Para integrar los puntos de vista de distintas disciplinas, las comisiones de bioética deben estar conformadas por profesionales de diferentes áreas del conocimiento. En el caso de la Cobianim del Ivic, también son miembros Peter Taylor (Centro de Medicina Experimental), Virginia Sanz (Centro de Ecología), Ramón Montaño (Centro de Medicina Experimental), Mariana Hidalgo Rojas (Centro de Microbiología y Biología Celular), Arturo Pérez (asesor jurídico), Alirio Meléndez (asesor científico del Bioterio Central), Thais Tovar (apoyo administrativo de la Dirección) y Rafael Salas (Universidad Central de Venezuela). Para mayor información, visitar la página web www.ivic.gob.ve/bioetica.

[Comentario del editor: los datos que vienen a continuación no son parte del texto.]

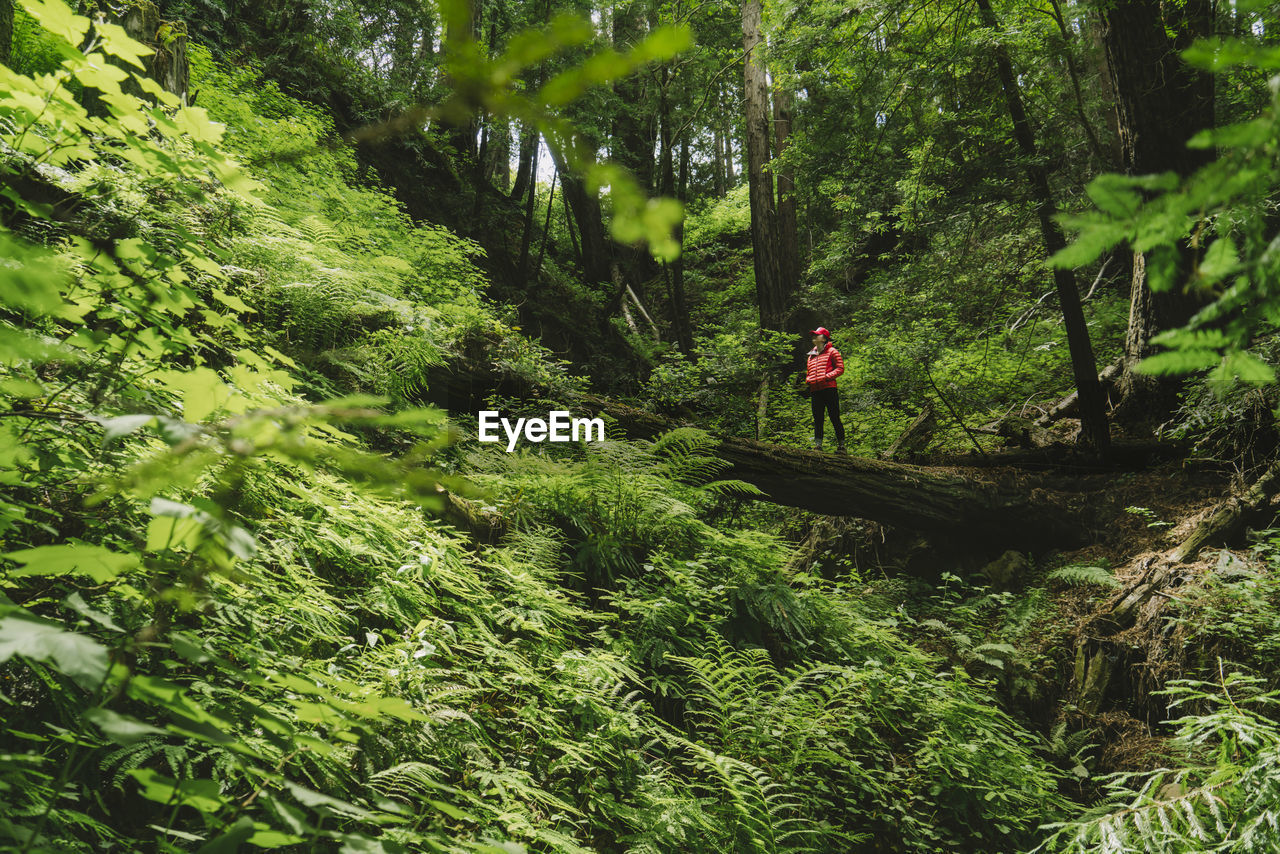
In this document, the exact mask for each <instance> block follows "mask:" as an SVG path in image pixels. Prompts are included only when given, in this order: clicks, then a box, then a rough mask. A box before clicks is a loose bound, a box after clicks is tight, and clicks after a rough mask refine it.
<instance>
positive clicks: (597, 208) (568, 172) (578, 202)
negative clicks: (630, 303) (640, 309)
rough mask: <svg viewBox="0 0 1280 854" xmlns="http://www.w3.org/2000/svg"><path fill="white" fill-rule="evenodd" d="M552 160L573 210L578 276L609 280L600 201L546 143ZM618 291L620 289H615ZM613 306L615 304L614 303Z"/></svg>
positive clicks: (611, 267) (565, 193) (611, 258)
mask: <svg viewBox="0 0 1280 854" xmlns="http://www.w3.org/2000/svg"><path fill="white" fill-rule="evenodd" d="M549 149H550V152H552V160H554V161H556V169H557V170H558V172H559V175H561V187H562V188H563V191H564V201H566V202H568V206H570V210H571V211H573V222H575V223H576V224H577V234H579V239H580V243H581V252H582V275H584V278H585V279H586V280H588V282H589V283H600V282H612V280H613V274H612V269H611V268H612V266H613V256H612V252H611V251H609V241H608V239H607V238H605V236H604V219H603V216H602V214H600V200H599V198H598V197H596V196H595V193H589V192H588V191H586V184H585V183H584V182H582V179H581V177H579V175H576V174H575V173H573V172H571V170H570V169H568V166H567V164H566V163H564V159H563V156H562V155H561V152H559V151H557V150H556V146H549ZM618 293H621V289H620V291H618ZM614 307H617V306H614Z"/></svg>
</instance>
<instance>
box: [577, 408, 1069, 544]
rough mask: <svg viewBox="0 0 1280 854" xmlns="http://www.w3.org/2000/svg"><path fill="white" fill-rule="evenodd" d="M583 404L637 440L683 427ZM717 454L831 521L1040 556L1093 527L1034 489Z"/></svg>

En el Código de Bioética y Bioseguridad del Mppcti – Fonacit se establece que para la correcta utilización de animales vivos debe aplicarse la regla de “las tres erres” de Wiliam Russell y Rex Birch (1959):
•    Reemplazar, cuando sea posible, los animales vivos por métodos de cultivo in vitro y otros métodos opcionales como el uso de modelos matemáticos y la simulación en computadora.
•    Reducir al mínimo el número de animales utilizados y de experimentos realizados con ellos, en la obtención de resultados estadísticamente válidos.
•    Refinar, mejorar o crear técnicas y herramientas experimentales, a fin de minimizar el sufrimiento de los animales.